Improve / Add GPU documentation

davidrohr · davidrohr · commit 2a11afc3af82 · 2025-04-25T11:55:17.000+02:00
diff --git a/GPU/documentation/README.md b/GPU/documentation/README.md
@@ -0,0 +1,13 @@
+[build-O2.md](https://github.com/AliceO2Group/AliceO2/blob/dev/GPU/documentation/build-O2.md) :
+- Instructions how to build O2 with GPU support.
+- Description of the CMake variables used.
+
+[build-standalone.md](https://github.com/AliceO2Group/AliceO2/blob/dev/GPU/documentation/build-standalone.md) :
+- Instructions how to build and run the standalone benchmark.
+- Instructions how to extract data sets for the standalone benchmark from real data or using simulation.
+
+[deterministic-mode.md](https://github.com/AliceO2Group/AliceO2/blob/dev/GPU/documentation/deterministic-mode.md) :
+- Instructions how to use the deterministic mode for both the standalone benchmark and O2.
+
+[run-time-compilation.md](https://github.com/AliceO2Group/AliceO2/blob/dev/GPU/documentation/run-time-compilation.md) :
+- Instructions how to use run time compilation (RTC) for the GPU code.
diff --git a/GPU/documentation/build-O2.md b/GPU/documentation/build-O2.md
@@ -12,17 +12,17 @@ If you just want to reproduce the GPU build locally without running it, it might
 The provisioning script of the container also demonstrates which patches need to be applied such that everything works correctly.
 
 *GPU Tracking with CUDA*
- * The CMake option -DENABLE_CUDA=ON/OFF/AUTO steers whether CUDA is forced enabled / unconditionally disabled / auto-detected.
- * The CMake option -DCUDA_COMPUTETARGET= fixes a GPU target, e.g. 61 for PASCAL or 75 for Turing (if unset, it compiles for the lowest supported architecture)
+ * The CMake option `-DENABLE_CUDA=ON/OFF/AUTO` steers whether CUDA is forced enabled / unconditionally disabled / auto-detected.
+ * The CMake option `-DCUDA_COMPUTETARGET=...` fixes a GPU target, e.g. 61 for PASCAL or 75 for Turing (if unset, it compiles for the lowest supported architecture)
  * CUDA is detected via the CMake language feature, so essentially nvcc must be in the Path.

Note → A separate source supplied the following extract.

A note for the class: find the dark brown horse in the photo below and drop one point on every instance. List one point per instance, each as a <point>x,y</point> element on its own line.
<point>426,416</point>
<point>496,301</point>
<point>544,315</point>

- * We require CUDA version >= 11.2
+ * We require CUDA version >= 12.8
  * CMake will report "Building GPUTracking with CUDA support" when enabled.
 
 *GPU Tracking with HIP*
  * HIP and HCC must be installed, and CMake must be able to detect HIP via find_package(hip).
- * If HIP and HCC are not installed to /opt/rocm, the environment variables $HIP_PATH and $HCC_HOME must point to the installation directories.
+ * If HIP and HCC are not installed to /opt/rocm, the environment variables `$HIP_PATH` and `$HCC_HOME` must point to the installation directories.
  * HIP from ROCm >= 4.0 is required.
- * The CMake option -DHIP_AMDGPUTARGET= forces a GPU target, e.g. gfx906 for Radeon VII (if unset, it auto-detects the GPU).
+ * The CMake option `-DHIP_AMDGPUTARGET=...` forces a GPU target, e.g. gfx906 for Radeon VII (if unset, it auto-detects the GPU).
  * CMake will report "Building GPUTracking with HIP support" when enabled.
  * It may be that some patches must be applied to ROCm after the installation. You find the details in the provisioning script of the GPU CI container below.
 
@@ -49,14 +49,14 @@ The provisioning script of the container also demonstrates which patches need to
  * The docker images is `alisw/slc8-gpu-builder`.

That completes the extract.